It is an excellent opportunity to discuss those issues related to the access of food, health and food safety, as well as dealing with the regulatory alignment connected to the management of food, either directly or indirectly, capable of incentivating or sanctioning behaviour and choices relating to food along the various phases of the agroindustrial chain and in various aspects of community life ( incentivating the donation of unsold food inventories for example) and to develop different forms of cooperation and horizontal subsidiarity between public, private and non profit organizations (through the urban food policy)
“The issue of food waste, says Arianna Censi, Deputy Mayor of the Metropolitan City of Milan, has always been a priority for us. In fact, for some time now and as the Province of Milan, we have put in place and implemented food education actions, with a main focus precisely on the issue of food waste. Today I believe this has become a priority, and would be necessary even without this economic crisis. The Metropolitan City of Milan and the Milan Charter represent a set of practices which have world-wide value.”
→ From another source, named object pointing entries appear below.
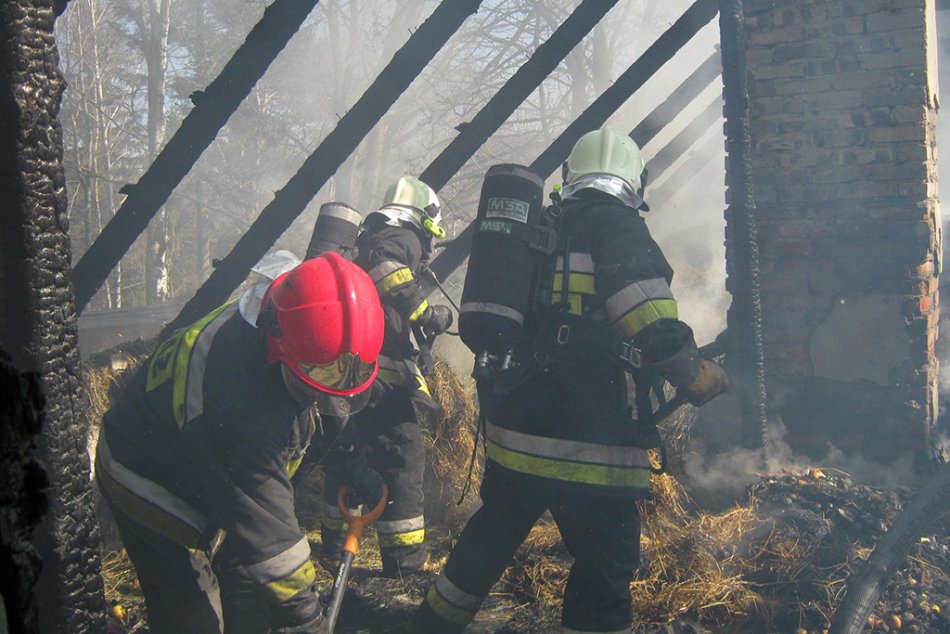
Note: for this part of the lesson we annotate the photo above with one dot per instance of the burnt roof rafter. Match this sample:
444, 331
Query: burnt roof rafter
291, 200
213, 107
698, 15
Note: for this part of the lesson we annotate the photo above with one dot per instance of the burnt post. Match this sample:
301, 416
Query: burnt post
38, 331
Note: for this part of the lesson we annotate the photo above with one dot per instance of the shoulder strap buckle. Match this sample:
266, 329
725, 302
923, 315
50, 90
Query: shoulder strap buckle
630, 354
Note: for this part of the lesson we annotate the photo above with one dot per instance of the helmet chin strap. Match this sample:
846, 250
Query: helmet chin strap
301, 392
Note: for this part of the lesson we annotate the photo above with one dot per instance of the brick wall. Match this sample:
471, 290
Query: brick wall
842, 118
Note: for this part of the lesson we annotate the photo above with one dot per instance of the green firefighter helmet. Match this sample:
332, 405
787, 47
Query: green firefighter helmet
606, 160
411, 201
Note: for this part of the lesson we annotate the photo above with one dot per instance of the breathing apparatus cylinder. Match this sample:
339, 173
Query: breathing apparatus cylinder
506, 254
335, 230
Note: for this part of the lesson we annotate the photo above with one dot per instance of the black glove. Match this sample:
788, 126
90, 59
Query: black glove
710, 382
368, 485
435, 320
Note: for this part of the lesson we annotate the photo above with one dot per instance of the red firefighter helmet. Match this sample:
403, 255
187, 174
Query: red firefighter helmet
323, 320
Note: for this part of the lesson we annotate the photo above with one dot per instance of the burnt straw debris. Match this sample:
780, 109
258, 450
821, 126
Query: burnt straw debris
779, 560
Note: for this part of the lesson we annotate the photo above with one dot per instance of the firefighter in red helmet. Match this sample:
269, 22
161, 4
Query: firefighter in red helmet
195, 456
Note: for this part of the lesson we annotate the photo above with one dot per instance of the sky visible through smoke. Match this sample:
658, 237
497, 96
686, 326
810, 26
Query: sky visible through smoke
341, 49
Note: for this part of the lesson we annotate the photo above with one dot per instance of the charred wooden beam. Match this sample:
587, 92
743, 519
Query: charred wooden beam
746, 348
701, 155
705, 74
680, 143
660, 52
527, 78
292, 199
38, 330
213, 107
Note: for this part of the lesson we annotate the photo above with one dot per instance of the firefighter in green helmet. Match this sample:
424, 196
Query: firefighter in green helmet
392, 245
559, 432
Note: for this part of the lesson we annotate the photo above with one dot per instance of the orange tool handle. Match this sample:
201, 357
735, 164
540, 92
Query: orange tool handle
356, 523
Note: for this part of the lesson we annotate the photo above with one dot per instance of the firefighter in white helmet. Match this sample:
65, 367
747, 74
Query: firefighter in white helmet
393, 243
559, 435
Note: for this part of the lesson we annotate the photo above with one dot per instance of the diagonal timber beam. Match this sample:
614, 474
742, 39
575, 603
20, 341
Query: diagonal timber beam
701, 155
680, 143
213, 107
293, 198
661, 51
705, 74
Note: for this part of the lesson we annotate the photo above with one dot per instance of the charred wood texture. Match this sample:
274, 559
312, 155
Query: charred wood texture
22, 493
320, 166
660, 52
38, 323
744, 318
213, 107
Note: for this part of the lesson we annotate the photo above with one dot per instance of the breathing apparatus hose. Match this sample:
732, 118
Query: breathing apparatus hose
863, 592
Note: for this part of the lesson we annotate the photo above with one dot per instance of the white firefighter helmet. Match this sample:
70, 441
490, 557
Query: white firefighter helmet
608, 161
410, 201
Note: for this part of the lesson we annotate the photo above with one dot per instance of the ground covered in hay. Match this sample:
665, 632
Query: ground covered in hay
777, 559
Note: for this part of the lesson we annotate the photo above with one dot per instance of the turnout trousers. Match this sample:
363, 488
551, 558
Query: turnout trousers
184, 592
600, 529
389, 435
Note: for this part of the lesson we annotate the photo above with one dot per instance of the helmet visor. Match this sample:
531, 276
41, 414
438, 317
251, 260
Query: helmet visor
616, 187
345, 374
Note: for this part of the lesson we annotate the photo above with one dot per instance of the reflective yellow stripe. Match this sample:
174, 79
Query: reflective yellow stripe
293, 465
391, 376
290, 586
573, 299
645, 314
448, 612
421, 385
634, 294
401, 539
576, 283
172, 361
417, 313
394, 279
152, 517
333, 524
638, 477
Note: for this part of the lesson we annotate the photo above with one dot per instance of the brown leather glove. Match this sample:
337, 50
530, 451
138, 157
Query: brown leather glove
710, 382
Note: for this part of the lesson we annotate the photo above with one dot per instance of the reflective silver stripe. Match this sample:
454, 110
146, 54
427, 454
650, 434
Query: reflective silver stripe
632, 295
406, 369
194, 392
332, 512
337, 210
570, 450
400, 526
149, 490
381, 270
387, 363
492, 309
281, 565
576, 263
455, 597
567, 630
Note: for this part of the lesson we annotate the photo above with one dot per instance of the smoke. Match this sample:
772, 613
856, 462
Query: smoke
719, 478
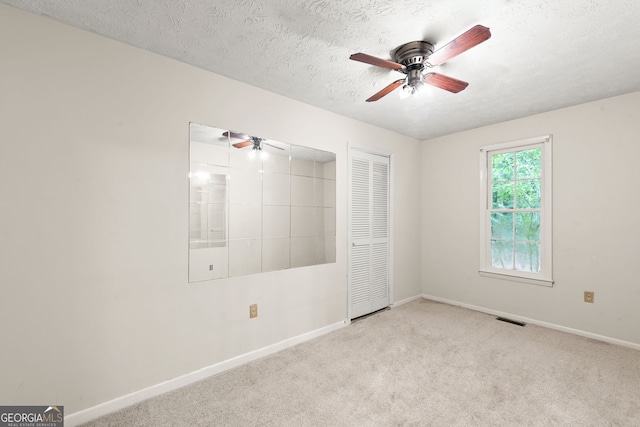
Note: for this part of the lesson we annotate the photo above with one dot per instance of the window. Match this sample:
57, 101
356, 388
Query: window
515, 210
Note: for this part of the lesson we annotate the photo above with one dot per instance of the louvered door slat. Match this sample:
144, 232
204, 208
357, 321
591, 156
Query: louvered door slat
369, 233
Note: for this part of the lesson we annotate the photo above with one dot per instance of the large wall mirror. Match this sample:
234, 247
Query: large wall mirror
257, 205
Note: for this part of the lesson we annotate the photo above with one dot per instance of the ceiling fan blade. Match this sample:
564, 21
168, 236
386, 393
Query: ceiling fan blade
462, 43
390, 88
368, 59
444, 82
242, 144
235, 135
274, 146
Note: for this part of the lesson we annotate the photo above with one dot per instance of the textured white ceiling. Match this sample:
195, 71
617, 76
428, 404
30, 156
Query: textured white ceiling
542, 55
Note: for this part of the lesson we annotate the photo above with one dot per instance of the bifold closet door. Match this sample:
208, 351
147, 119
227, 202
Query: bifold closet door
369, 233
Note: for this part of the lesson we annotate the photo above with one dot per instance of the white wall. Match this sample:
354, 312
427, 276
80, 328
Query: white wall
93, 228
595, 232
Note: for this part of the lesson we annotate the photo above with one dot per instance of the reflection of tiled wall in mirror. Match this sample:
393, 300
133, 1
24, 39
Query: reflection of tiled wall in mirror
278, 210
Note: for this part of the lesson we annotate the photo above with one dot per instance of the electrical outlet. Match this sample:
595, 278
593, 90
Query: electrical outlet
588, 296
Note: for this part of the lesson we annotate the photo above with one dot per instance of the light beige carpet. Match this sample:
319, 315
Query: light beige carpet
421, 364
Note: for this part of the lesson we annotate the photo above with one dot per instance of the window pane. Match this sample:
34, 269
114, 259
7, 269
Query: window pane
528, 194
502, 166
501, 254
502, 225
528, 257
528, 226
502, 195
528, 163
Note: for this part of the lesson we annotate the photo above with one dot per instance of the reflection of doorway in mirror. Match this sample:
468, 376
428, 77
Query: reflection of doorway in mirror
208, 210
257, 204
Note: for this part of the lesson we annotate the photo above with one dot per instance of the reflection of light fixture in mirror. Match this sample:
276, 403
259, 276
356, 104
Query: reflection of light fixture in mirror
257, 148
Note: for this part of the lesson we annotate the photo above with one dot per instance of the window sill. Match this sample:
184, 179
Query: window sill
538, 282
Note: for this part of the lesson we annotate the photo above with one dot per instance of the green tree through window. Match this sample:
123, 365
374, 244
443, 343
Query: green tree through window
516, 201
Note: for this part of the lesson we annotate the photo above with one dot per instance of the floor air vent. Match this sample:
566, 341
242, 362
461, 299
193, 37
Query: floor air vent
514, 322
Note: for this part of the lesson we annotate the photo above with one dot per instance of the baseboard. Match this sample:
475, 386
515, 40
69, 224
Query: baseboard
122, 402
536, 322
406, 301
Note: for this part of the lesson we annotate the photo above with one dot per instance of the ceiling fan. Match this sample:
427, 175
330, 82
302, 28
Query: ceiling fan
256, 142
415, 58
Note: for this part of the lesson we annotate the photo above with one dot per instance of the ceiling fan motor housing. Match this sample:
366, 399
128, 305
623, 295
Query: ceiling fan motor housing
413, 56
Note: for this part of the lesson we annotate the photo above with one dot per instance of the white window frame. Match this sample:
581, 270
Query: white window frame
544, 277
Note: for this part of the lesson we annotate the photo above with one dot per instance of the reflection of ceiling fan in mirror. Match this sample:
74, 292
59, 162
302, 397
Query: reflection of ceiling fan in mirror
256, 142
415, 58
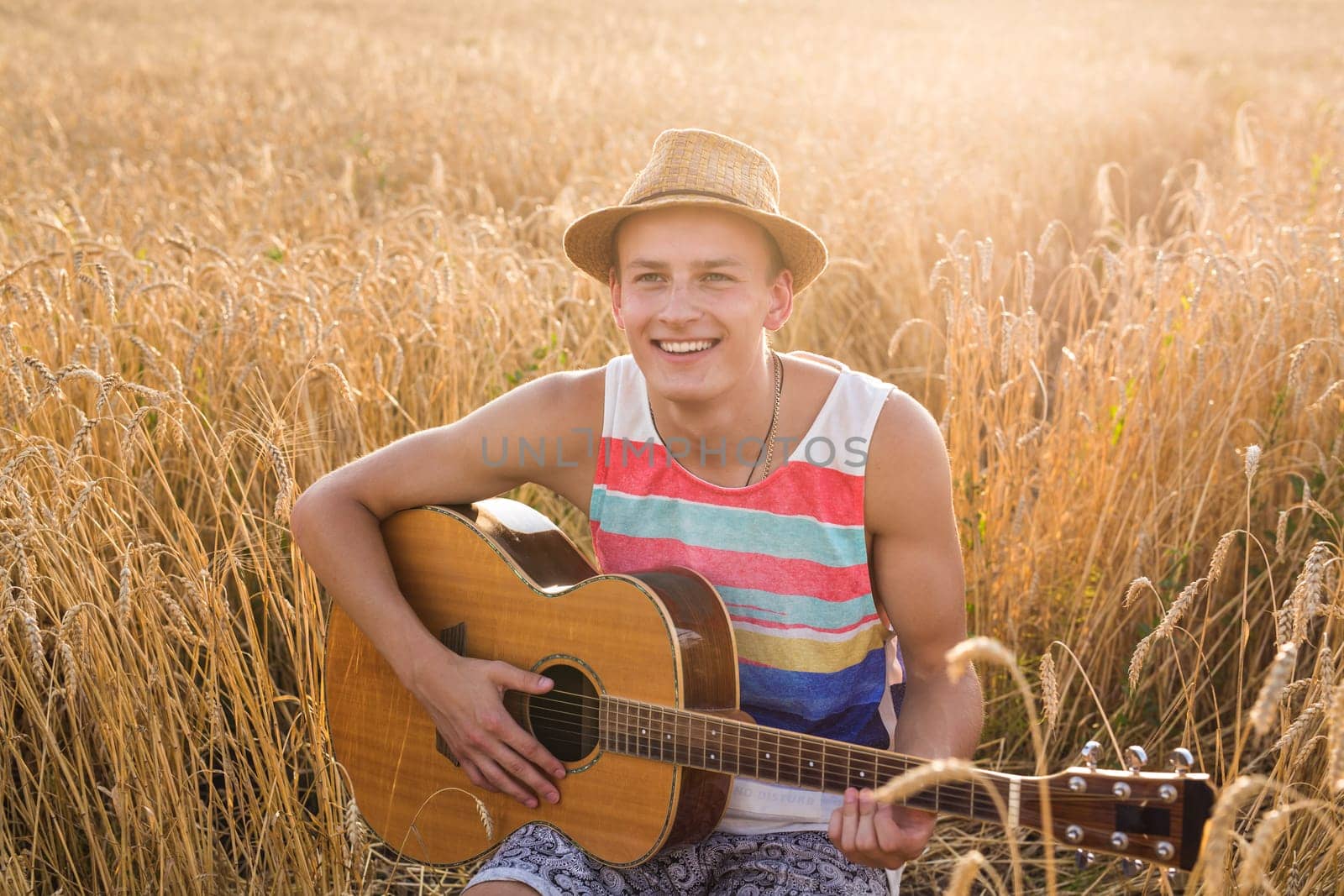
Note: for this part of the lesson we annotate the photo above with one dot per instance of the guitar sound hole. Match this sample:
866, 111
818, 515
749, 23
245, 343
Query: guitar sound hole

“There is absolutely no doubt that the Gadda Law has had a significant impact on the national and international framework, affirms Livia Pomodoro, President of the Milan Center for Food Law & Policy. It has given Italy a leading role in promoting innovative legislative solutions capable of facing the ever increasing challenges and growing changes of our economies with the breakthrough of sustainable development. Moreover, the law fully complies with the priorities of the global agenda and even forges an ethical input- in terms of the tackling food waste and donations- on the subsidiarity side.”